Why do we like some people and hate some others ?
In sociology and social psychology, an in-group is a social group to which a person psychologically identifies as being a member. By contrast, an out-group is a social group with which an individual does not identify. People may for example identify with their peer group, family, community, sports team, political party, gender, religion, or nation. It has been found that the psychological membership of social groups and categories is associated with a wide variety of phenomena.
- by Henri Tajfel and colleagues during his work in formulating social identity theory. [Source: Wikipedia]
It is believed that early humans lived in small communities that cooperated with each other for gathering food, raising children and protecting themselves from external threats. The size of the group was limited to the resources available near them to support their existence.
Yuval Noah Harari argued in this book ‘Sapiens’ that belief in common myths like ‘religion’, ‘state’ etc led to large scale cooperation among humans for the first time. Large areas of fertile land near rivers and efficient agriculture also supported the formation of larger communities.
Fast-forward to now and we can still observe instances where, even with advanced education that trains us to think objectively, we still maintain a distrust towards people who look differently, speak a different language, pray to different gods, have different food habits, or live within different political boundaries. We have even seen some politicians or governments perform intelligent social engineering to sometimes reduce some of this distrust, but many a times to add fuel to this distrust and transform it into hatred.

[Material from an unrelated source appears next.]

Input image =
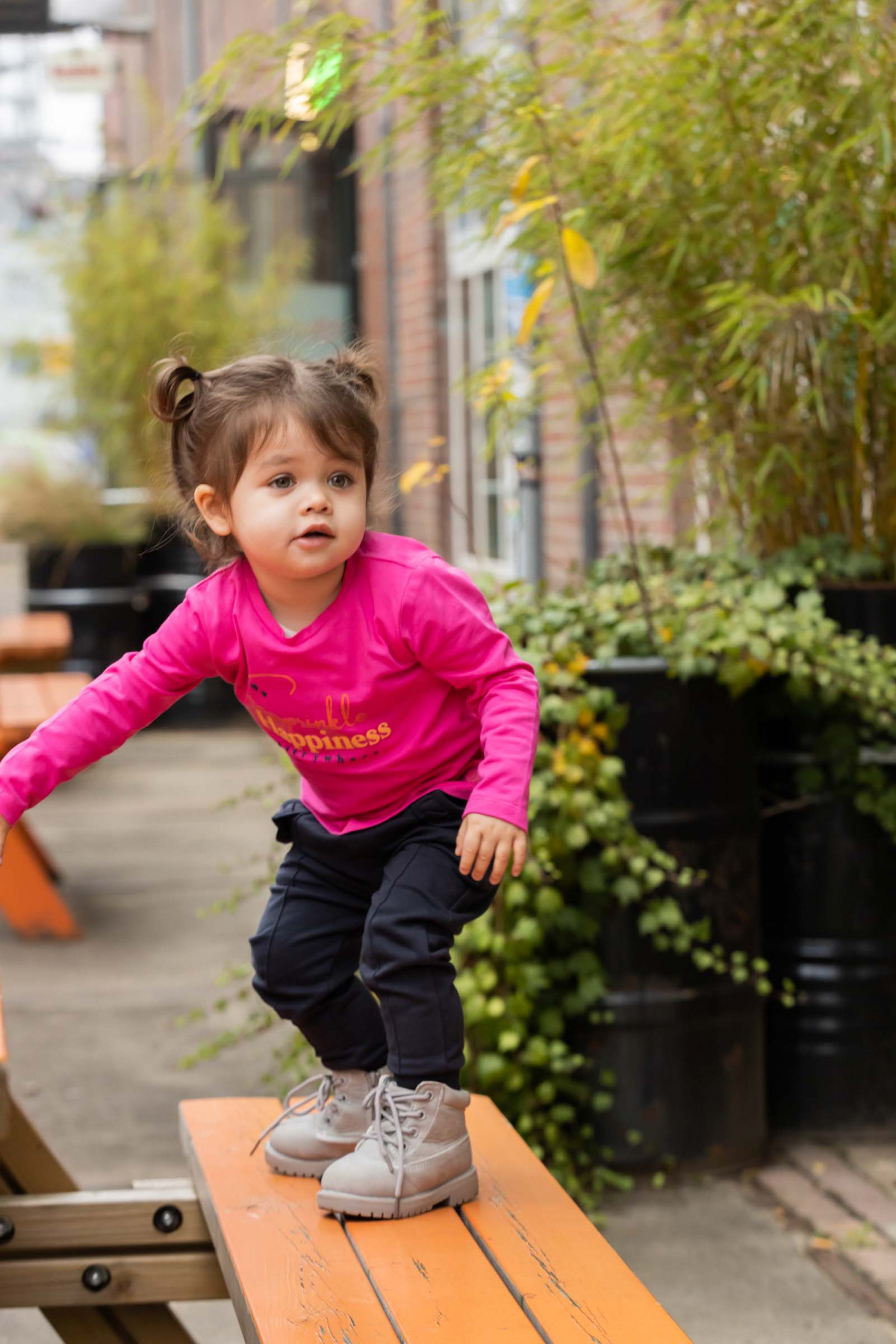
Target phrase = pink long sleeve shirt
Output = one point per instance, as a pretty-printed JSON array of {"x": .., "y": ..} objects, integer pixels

Perhaps no society in the world, no matter how advanced, is totally immune to this feeling. It manifests in different forms as xenophobia, racism, communalism, nepotism and so on.
Schellings model of segregation showed that even when individuals (or “agents” in the model) didn’t mind being surrounded or living by agents of a different race, they would still choose to segregate themselves from other agents over time. It means even if you have a mild preference of being with people like you, at a macro level the society ends up being segregated.

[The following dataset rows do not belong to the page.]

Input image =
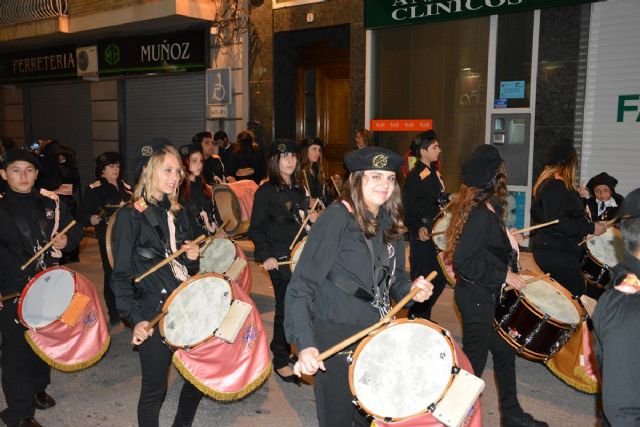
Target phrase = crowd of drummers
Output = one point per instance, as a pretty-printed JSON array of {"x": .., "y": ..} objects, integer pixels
[{"x": 334, "y": 249}]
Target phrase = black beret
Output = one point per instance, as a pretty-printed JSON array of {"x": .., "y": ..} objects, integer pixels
[
  {"x": 311, "y": 140},
  {"x": 373, "y": 158},
  {"x": 602, "y": 178},
  {"x": 108, "y": 158},
  {"x": 630, "y": 207},
  {"x": 13, "y": 155},
  {"x": 284, "y": 145},
  {"x": 559, "y": 152},
  {"x": 188, "y": 149},
  {"x": 482, "y": 166}
]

In a way, this could be an evolutionary trait that would have helped certain groups survive and certain others extinct. Groups that were too naive were slaughtered by invading tribes. Groups that were too small and did not trust anyone were not able to cooperate at a scale large enough to survive adverse conditions.
The interesting fact is that humans at micro-level and societies at macro-level can be influenced and moulded through many different ways. Books we read, movies we watch, friends with whom we go to school with or play with, our neighbours — all of these influence us. With the advent of social media and this continuous deluge of information that we are exposed to, at each moment we are undergoing a micro-influence. This interconnectedness through social media can make us fall into our in-groups at scale and make us stay in that filter-bubble forever.
A pandemic like the one we are currently in should have made us aware of the need to deliberately cooperate at a global level. However, it doesn’t look like that is happening. We still find people or groups to blame, for the discomfort caused by an invisible strand of RNA. And we find the ones to blame, based on our existing mental model and minimising our cognitive dissonance.
[Disclaimer: Views, thoughts and opinions expressed above are my own and not that of my current employer or any organisation that I was previously part of.]